Allow option prefix in --synth-domain.

This commit is contained in:
Simon Kelley
2013-04-25 09:49:38 +01:00
parent 2bb73af7d1
commit 48fd1c4dd6
4 changed files with 103 additions and 69 deletions

View File

@@ -519,17 +519,18 @@ the name. More than one name may be associated with an interface
address by repeating the flag; in that case the first instance is used
for the reverse address-to-name mapping.
.TP
.B --synth-domain=<domain>,<address range>
.B --synth-domain=<domain>,<address range>[,<prefix>]
Create artificial A/AAAA and PTR records for an address range.

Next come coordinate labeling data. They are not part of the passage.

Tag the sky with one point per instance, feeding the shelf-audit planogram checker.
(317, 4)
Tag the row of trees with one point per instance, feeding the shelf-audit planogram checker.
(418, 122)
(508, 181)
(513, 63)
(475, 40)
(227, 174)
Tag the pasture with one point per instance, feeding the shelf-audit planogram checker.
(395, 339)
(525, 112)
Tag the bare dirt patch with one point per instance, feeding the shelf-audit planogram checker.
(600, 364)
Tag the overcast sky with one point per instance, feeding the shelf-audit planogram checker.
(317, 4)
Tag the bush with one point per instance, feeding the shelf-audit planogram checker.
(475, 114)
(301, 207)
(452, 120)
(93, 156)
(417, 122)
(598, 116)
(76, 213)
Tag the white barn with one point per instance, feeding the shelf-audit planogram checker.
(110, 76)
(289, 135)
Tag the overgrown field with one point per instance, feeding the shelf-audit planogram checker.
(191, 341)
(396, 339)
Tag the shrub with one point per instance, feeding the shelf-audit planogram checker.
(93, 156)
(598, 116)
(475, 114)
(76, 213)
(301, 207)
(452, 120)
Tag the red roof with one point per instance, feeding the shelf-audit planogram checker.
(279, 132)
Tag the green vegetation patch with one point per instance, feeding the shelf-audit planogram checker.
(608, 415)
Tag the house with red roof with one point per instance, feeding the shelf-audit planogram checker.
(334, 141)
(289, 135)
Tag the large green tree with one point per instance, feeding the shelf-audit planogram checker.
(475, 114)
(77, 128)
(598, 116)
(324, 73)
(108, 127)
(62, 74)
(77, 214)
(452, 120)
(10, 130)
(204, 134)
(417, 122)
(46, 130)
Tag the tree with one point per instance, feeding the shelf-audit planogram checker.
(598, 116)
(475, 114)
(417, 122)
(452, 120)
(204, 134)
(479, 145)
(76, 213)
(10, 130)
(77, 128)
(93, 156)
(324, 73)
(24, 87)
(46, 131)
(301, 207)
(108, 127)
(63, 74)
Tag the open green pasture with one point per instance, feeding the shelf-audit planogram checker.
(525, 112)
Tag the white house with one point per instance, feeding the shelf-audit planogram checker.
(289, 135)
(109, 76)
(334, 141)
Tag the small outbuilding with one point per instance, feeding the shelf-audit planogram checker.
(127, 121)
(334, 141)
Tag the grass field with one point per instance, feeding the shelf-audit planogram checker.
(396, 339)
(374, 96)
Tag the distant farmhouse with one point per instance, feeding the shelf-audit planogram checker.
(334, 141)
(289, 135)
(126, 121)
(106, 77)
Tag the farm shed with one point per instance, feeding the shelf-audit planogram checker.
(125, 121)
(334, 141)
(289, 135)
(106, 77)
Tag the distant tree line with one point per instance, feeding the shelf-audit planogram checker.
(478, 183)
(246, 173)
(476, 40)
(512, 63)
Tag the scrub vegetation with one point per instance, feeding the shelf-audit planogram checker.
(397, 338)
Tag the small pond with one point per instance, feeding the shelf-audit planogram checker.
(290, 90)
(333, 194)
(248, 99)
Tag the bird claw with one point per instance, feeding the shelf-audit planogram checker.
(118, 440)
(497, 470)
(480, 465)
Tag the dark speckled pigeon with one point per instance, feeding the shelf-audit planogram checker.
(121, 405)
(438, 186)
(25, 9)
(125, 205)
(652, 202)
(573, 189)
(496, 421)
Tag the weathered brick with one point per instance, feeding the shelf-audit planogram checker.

The
records use the address, with periods (or colons for IPv6) replaced
with dashes.
An example should make this clearer.
.B --synth-domain=thekelleys.org.uk,192.168.0.0/24
will result in a query for 192-168-0-56.thekelleys.org.uk returning
192.168.0.56 and a reverse query vice versa. The same applies to IPv6, but IPv6 addresses may start with '::'
but DNS labels may not start with '-' so in this case a zero is added
in front of the label. ::1 becomes 0--1.
.B --synth-domain=thekelleys.org.uk,192.168.0.0/24,internal-
will result in a query for internal-192-168-0-56.thekelleys.org.uk returning
192.168.0.56 and a reverse query vice versa. The same applies to IPv6,
but IPv6 addresses may start with '::'
but DNS labels may not start with '-' so in this case if no prefix is
configured a zero is added in front of the label. ::1 becomes 0--1.